Rural locality in Dnipropetrovsk Oblast, Ukraine

Yuriivka (Юріївка), formerly known as Yurivka (Юр'ївка; Юрьевка), is a rural settlement in Pavlohrad Raion, Dnipropetrovsk Oblast, Ukraine. It hosts the administration of Yurivka settlement hromada, one of the hromadas of Ukraine. Population:

Yuriivka is located on the left bank of the Mala Ternivka River, a left tributary of the Samara River, itself a tributary of the Dnieper.

==History==
Until 18 July 2020, Yurivka was the administrative center of Yurivka Raion.
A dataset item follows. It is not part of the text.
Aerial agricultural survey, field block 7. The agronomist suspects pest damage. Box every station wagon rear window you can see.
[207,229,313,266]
The raion was abolished in July 2020 as part of the administrative reform of Ukraine, which reduced the number of raions of Dnipropetrovsk Oblast to seven. The area of Yurivka Raion was merged into Pavlohrad Raion.
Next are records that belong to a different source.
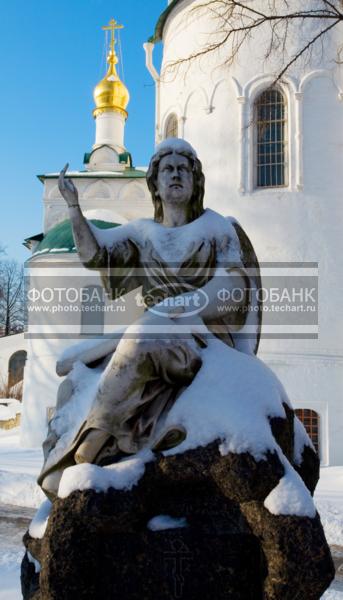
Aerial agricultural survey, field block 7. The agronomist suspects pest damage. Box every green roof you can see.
[32,219,120,256]
[149,0,182,43]
[37,168,146,184]
[23,233,44,249]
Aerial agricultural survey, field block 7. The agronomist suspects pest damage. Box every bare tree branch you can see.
[164,0,343,81]
[0,260,24,336]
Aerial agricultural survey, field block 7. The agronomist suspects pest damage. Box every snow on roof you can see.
[0,399,22,420]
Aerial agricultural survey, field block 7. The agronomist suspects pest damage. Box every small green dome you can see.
[33,219,120,256]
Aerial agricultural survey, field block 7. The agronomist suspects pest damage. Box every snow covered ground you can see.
[0,427,342,599]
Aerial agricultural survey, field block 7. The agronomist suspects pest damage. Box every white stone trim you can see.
[299,68,343,97]
[293,401,329,465]
[233,74,298,194]
[160,106,183,139]
[183,87,209,119]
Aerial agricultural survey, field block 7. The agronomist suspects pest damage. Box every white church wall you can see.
[43,176,152,232]
[20,336,70,447]
[262,353,343,466]
[151,0,343,464]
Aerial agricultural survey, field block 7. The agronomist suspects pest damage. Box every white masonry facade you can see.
[145,0,343,465]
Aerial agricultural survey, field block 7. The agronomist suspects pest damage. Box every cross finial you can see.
[102,18,124,55]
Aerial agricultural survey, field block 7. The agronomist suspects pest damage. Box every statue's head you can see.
[146,138,205,223]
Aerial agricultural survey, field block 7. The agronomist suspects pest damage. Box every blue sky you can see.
[0,0,166,262]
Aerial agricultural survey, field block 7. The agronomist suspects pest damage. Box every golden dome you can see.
[93,19,130,119]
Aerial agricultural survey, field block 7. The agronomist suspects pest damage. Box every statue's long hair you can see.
[146,145,205,223]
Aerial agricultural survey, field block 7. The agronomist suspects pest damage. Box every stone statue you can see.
[27,140,334,600]
[38,139,261,500]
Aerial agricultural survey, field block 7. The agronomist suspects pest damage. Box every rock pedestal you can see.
[22,441,334,600]
[23,490,264,600]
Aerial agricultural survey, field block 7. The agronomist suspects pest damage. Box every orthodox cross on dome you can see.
[102,18,124,57]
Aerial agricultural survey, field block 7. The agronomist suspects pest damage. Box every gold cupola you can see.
[93,18,130,119]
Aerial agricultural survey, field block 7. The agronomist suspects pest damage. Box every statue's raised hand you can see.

Until 26 January 2024, Yurivka was designated urban-type settlement. On this day, a new law entered into force which abolished this status, and Yurivka became a rural settlement.
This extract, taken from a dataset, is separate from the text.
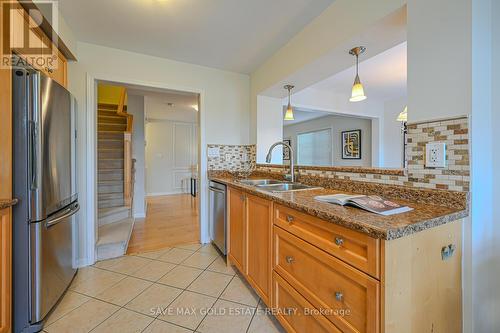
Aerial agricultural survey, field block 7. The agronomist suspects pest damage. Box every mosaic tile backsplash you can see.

In September 2024, Yurivka was renamed to Yuriivka as a part of the derussification campaign. The hromada was renamed accordingly on 26 November 2025.

==Economy==
===Transportation===
Yuriivka is on the road connecting Pavlohrad and Lozova. In Pavlograd, it has access to the Highway M04 connecting Dnipro with Pokrovsk.

A railway connecting Pavlohrad and Lozova passes through Yuriivka. However, there is no passenger station in Yuriivka. The closest railway station is in Varvarivka, 2 km to the southeast.